One row per finding. No preamble, no summary.

The specificity is the point. A generic "look for security issues" prompt produces generic slop. A prompt that names your stack, lists the categories you actually care about, tells the agent what to ignore, and pins the output format produces findings you can triage in five minutes.

Each subagent is a variation on this pattern: narrow scope, concrete output shape, explicit list of what to ignore.

The payoff is twofold. First, I stop retyping the same meta-prompt fifteen times a day. Second — and this is the bigger win — each subagent enters the conversation fresh. No context bleed from the implementation agent, no recency bias toward the code that was just written, no sunk-cost attachment to the approach under review. They see the diff the way a reviewer in another timezone would: cold, without the story of how it got there.

A good subagent is a fresh pair of eyes you can summon on demand. That's the whole game.


Periodic Sweeps

The per-task loop above is one rhythm.
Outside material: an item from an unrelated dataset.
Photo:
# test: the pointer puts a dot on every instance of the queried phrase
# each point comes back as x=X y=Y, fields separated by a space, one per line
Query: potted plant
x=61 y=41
Here's the other: periodic sweeps across the whole codebase, run by the scanning subagents above, not tied to any particular feature.

  • Security scan. Auth issues, input validation gaps, secrets ending up in logs, injection surfaces, over-permissive IAM, things exposed that shouldn't be.
  • Bug scan. Off-by-one errors, null handling gaps, race conditions, resource leaks, retry logic that hammers a downstream when it's already unhappy.
  • Refactoring scan. Code smells, duplicated logic, dead code, anything that'll make the codebase harder to maintain in six months.

These are slow and noisy. Most of what they flag isn't worth fixing, but enough of it is that the ratio earns its keep. It's the agentic equivalent of running every linter you own in paranoid mode, except the linter understands semantics.

I usually run one of these on a Friday afternoon when I don't want to start something new but don't want to coast either.


The Loop

Zoom out and the whole thing is a loop: research, pushback, plan, second opinion, reconcile, implement, simplify, scan. Each step is cheap. None of them on its own catches everything. Stacked together, they catch most of what matters, and they do it fast enough that I'm still shipping faster than I would without the agent.

The tools are a lever. The workflow is the fulcrum.

Stay rigorous, keep the agent honest, and may your diffs stay small.